I believe most of us went to school as children, different years, and different eras in some cases. To start, just in my family, there was dad and mom’s generation. Yes, we all know dad walked 30 miles to school, rain, shine, or snow and that’s after the chores were done.

Mom I discovered was in the top of her classes. I know they studied the three R’s, ‘Reading and ‘Riting and ‘Rithmatic, taught to the tune of a hickory stick. Mom used to sing that for us.

Then there was my generation. Our school had four grades in the two buildings in town. One teacher for each of the two grade rooms. No kindergarten, just 1-4 and 5-8.

I imagine the teachers had plenty to complain about. I am reasonably sure my teachers have all gone to their reward by now. I bet they would have plenty to say about what their days were like.

After having volunteered in a classroom for two-and-a-half years, a thought crossed my mind. I have no idea what my daughter’s class days were like. I didn’t know how she was taught. What was the ‘theory’ behind the math style she was taught? The Common Core Math being taught now in Maine, oh, brother, it’s crazy!

I am not writing any of this as any kind of criticism of the teachers now. Believe me, from what I saw in those volunteered years I really don’t know how they do it without a volunteer or aide in their room. There is so much to be taught and, of course, there are children at different skill levels. My example would be the reading. The teacher must find a way to teach them all. They must make time for the computer-generated tests. And I don’t want to get started on that one!

There are possibly stations, in their classrooms, for their different types of class work. The teacher might be at the table teaching one level of reading to a group. There would be the group who sit at their desk and finish some class work, and there is probably a computer station for another group to get in their number of minutes for the week. There may be a library corner and a group will be there reading quietly, hopefully. Keep in mind now, the teacher must teach her group activity plus oversee the other stations. Imagine how that works out with one or two little ‘actors’ in the class.

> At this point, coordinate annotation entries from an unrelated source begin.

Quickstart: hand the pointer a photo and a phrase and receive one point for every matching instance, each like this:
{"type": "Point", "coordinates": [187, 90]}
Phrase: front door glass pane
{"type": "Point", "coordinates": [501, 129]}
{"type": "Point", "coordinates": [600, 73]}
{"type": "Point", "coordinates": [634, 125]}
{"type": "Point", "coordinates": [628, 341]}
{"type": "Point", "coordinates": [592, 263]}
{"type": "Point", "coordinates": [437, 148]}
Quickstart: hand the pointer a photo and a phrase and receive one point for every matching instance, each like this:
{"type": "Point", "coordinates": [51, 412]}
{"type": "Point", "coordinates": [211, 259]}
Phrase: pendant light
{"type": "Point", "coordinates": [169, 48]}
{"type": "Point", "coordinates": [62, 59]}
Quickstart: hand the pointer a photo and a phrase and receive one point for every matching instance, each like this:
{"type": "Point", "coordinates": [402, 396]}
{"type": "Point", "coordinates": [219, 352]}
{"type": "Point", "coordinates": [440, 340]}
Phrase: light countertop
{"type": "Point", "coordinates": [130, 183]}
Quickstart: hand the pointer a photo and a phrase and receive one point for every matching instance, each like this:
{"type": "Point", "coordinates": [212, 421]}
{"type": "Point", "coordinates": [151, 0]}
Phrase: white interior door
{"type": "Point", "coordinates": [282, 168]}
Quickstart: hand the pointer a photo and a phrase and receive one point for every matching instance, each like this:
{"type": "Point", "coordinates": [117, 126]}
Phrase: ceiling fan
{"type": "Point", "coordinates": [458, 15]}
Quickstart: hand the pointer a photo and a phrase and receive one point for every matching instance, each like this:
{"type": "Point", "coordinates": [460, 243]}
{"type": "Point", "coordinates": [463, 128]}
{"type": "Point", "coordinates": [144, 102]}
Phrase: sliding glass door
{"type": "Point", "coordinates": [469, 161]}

Teachers must keep a schedule going all day. They must deal with morning break, lunch, and afternoon break. A lot of people think teachers get paid such a high wage. If you figured all the hours teachers work, including time they need to use on the weekend to prepare their classroom for the next week, hours they use up in the evenings, yes, divide those into their salary for hourly wage. They wouldn’t even be making minimum wage.

My intentions for this column was to give you a little view of the classrooms “then and now.” I’m sure you remember ‘then’ and I hope I gave you a look at ‘now.’ These are all my thoughts and opinions and not the responsibility of The Town Line.